TOTABUAN.CO – Namanya Ismail dan ia berasal dari Rakhine, Myanmar. Dua hal itulah yang bisa diingat oleh pria berusia 25 tahun ini. Semua pertanyaan yang saya ajukan dijawab dengan kata-kata, ”Tak ingat.”
Tentang apa yang terjadi pada dirinya hingga mengalami kelumpuhan dan kehilangan ingatan, Ismail berkata tak ingat.
Ia adalah salah seorang korban perdagangan manusia yang kini ditampung di sebuah rumah singgah di sebuah kota kecil di perbatasan antara negara bagian Selangor dan Perak, Malaysia.
Menurut pengurus rumah singgah bagi korban perdagangan manusia ini, Alex Arokian, Ismail dipaksa berjongkok berjejalan di perahu yang membawanya dari Myanmar ke Thailand selama berminggu-minggu.
“Perahu ini penuh dengan orang begitu banyak sehingga ia tak bisa berdiri. Ia selalu berjongkok,” jelasnya.

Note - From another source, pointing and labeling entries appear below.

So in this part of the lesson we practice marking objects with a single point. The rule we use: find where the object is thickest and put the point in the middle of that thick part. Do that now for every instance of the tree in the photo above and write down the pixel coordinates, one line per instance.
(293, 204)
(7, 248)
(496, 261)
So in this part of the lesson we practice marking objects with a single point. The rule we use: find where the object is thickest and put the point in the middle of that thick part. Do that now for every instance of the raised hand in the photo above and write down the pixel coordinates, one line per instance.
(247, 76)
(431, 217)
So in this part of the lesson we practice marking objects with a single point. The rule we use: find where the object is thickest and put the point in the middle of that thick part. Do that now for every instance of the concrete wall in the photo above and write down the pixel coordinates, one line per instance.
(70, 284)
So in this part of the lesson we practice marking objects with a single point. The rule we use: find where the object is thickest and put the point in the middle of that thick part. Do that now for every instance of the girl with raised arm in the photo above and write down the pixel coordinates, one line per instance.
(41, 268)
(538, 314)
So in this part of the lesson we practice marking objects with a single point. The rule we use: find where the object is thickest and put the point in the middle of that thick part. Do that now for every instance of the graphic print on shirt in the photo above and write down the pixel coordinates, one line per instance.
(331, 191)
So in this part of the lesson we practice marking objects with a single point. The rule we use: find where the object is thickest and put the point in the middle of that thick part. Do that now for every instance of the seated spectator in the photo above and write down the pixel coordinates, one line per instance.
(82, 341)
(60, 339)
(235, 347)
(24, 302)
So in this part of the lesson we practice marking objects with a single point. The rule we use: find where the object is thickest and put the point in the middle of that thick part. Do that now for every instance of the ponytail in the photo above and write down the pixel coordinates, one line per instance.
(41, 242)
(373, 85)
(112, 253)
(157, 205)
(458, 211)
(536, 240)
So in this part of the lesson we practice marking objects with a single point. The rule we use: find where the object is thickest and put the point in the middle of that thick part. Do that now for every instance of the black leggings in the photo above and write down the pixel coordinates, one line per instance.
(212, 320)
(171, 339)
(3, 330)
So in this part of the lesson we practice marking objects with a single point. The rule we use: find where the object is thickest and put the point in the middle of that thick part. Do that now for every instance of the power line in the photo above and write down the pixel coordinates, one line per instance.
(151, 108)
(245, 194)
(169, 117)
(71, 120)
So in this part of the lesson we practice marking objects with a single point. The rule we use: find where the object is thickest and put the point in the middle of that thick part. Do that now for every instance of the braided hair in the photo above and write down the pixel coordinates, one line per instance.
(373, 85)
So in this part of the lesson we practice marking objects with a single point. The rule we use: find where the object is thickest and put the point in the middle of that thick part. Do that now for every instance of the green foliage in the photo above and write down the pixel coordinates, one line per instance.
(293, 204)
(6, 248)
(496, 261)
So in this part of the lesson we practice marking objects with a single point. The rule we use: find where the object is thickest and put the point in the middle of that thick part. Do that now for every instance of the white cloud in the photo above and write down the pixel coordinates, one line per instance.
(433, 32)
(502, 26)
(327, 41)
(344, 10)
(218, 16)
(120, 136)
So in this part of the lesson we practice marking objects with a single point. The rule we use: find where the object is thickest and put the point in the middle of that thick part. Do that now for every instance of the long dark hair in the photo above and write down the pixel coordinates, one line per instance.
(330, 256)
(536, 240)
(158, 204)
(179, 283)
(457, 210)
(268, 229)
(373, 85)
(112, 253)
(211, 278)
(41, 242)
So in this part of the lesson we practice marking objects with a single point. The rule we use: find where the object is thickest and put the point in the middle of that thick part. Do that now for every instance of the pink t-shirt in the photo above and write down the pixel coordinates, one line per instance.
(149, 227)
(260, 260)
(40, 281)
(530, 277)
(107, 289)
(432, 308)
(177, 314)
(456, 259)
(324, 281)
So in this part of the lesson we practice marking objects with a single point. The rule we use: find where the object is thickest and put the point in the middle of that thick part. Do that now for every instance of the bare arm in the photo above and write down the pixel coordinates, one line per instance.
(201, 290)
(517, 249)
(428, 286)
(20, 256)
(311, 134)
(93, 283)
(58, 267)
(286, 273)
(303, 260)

Setelah sampai di Thailand, Ismail dan korban lain oleh kelompok kriminal dibawa ke hutan di perbatasan antara Provinsi Songkhla, Thailand, dengan negara bagian Perlis, Malaysia.

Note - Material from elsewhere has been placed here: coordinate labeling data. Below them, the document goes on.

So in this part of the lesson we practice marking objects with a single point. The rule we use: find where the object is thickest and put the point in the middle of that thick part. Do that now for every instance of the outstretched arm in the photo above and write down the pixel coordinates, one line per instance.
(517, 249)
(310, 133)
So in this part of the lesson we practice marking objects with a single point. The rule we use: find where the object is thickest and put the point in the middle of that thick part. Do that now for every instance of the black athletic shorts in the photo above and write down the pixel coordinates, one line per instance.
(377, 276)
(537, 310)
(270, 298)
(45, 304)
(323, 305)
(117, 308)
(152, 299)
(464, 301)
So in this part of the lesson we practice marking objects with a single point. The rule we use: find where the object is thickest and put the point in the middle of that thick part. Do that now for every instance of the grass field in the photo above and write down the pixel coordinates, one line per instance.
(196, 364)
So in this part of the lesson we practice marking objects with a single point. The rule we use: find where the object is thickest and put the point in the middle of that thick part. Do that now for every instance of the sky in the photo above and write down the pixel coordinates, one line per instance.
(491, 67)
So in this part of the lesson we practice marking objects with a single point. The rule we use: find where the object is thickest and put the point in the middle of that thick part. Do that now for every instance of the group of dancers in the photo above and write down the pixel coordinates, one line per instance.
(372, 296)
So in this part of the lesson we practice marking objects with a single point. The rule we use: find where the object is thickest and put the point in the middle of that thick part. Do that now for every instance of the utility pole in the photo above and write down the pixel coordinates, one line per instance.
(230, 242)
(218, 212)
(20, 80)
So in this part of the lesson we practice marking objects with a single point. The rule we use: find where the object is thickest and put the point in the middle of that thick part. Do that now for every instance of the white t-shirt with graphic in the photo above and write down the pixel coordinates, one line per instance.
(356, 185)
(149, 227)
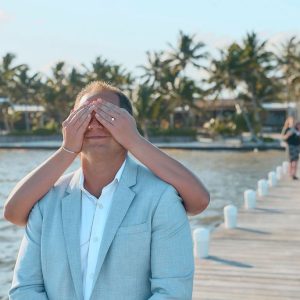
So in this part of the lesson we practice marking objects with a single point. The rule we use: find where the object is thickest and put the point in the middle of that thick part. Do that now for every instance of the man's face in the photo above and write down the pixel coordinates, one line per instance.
(97, 137)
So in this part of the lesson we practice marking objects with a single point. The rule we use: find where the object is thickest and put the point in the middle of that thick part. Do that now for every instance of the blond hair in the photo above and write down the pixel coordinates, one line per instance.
(100, 86)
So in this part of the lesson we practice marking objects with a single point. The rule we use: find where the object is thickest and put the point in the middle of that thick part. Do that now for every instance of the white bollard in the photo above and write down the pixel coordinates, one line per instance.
(262, 187)
(272, 179)
(230, 215)
(201, 242)
(285, 167)
(250, 199)
(279, 173)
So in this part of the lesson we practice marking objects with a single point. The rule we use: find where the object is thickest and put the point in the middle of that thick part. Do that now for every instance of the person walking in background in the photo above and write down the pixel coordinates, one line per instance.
(112, 229)
(291, 135)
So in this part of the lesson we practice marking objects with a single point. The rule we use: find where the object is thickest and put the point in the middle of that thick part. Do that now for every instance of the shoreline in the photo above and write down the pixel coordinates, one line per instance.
(180, 143)
(208, 146)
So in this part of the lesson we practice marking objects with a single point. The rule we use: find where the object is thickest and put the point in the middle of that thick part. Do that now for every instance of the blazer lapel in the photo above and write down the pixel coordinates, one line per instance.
(71, 217)
(121, 201)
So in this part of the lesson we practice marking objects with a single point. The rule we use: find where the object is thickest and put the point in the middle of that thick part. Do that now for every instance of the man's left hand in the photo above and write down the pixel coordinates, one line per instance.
(118, 122)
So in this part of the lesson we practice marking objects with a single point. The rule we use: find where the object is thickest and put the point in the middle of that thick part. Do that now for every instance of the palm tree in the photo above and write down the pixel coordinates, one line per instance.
(289, 64)
(225, 76)
(26, 90)
(56, 93)
(257, 65)
(187, 52)
(146, 106)
(8, 75)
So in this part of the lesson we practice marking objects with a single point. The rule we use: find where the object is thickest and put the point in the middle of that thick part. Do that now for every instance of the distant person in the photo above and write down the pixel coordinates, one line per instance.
(112, 229)
(291, 135)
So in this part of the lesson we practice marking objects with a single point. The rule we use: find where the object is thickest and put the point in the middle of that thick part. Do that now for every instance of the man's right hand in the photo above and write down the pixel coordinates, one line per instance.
(74, 127)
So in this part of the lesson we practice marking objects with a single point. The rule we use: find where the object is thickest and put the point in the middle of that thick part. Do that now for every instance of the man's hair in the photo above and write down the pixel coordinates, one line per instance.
(99, 86)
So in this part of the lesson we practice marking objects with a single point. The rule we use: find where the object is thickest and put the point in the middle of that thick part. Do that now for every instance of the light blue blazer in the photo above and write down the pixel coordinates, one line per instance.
(146, 251)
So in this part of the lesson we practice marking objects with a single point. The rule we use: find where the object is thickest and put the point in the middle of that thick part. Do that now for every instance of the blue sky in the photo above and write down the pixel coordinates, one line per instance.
(41, 33)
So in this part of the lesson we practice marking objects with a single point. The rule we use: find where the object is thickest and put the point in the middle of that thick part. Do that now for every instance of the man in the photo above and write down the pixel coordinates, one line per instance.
(111, 230)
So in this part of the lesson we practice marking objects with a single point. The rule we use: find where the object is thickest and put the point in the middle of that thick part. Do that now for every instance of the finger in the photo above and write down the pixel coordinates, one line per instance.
(82, 126)
(86, 110)
(109, 113)
(82, 118)
(73, 113)
(104, 119)
(108, 106)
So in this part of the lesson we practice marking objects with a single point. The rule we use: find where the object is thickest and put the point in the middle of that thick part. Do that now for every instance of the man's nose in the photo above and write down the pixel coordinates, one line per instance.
(94, 123)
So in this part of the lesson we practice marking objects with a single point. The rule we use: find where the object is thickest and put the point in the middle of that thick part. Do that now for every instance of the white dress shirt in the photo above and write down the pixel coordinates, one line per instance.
(94, 214)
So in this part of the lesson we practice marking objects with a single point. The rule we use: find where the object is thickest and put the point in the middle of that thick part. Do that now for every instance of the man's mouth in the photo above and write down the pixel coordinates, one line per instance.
(96, 136)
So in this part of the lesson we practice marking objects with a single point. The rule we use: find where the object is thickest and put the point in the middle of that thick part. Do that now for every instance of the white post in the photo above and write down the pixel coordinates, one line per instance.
(279, 173)
(230, 214)
(272, 178)
(262, 187)
(250, 199)
(285, 167)
(201, 242)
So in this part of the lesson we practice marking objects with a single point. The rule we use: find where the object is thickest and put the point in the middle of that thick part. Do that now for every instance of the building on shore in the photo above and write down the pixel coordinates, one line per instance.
(273, 114)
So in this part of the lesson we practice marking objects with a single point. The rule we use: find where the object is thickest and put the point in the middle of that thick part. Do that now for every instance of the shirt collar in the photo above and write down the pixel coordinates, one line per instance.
(116, 178)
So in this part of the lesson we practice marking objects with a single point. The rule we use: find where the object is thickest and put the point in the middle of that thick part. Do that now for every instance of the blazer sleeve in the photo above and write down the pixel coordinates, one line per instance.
(172, 262)
(28, 278)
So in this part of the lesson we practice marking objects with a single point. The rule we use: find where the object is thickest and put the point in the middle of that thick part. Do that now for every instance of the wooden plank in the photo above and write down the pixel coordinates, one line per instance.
(260, 259)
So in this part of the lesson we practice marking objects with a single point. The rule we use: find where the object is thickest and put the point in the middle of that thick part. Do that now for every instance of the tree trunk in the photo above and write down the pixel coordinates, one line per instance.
(145, 129)
(248, 123)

“Kamp di hutan begitu sempit dan tak ada tempat untuk bergerak. Para korban mendapat pukulan karena belum melunasi ongkos penyelundupan,” tambah Arokian.
Melunasi utang
Ismail, lanjutnya, diduga mendapat penyiksaan berat sampai ia mengalami trauma dan kehilangan ingatan.
Nasib buruk juga menimpa etnik Rohingya lain, Nurul Amin yang mengaku berusia 18 tahun.
Karena penindasan terhadap etnik Rohingya di Myanmar, ia tergiur tawaran agen yang menjanjikan pekerjaan di Malaysia dengan membayar 1.000 ringgit atau sekitar Rp3,2 juta.
Yang tidak dijanjikan agen adalah Nurul Amin atau keluarganya harus membayar lagi 6.000 ringgit jika ia sudah sampai di perbatasan Thailand-Malaysia.
“Kaki saya dirantai karena tak mampu melunasi biaya,” tuturnya.
Ketika ditanya siapa agen dan orang-orang yang merantai kakinya, ia bertutur, “Orang Rohingya.”
Kini ia mengalami nyeri berat pada kaki dan kesulitan untuk berlari. Bersama Ismail dan beberapa korban perdagangan manusia lain, ia menempati rumah singgah yang dijalankan oleh Alex Arokian.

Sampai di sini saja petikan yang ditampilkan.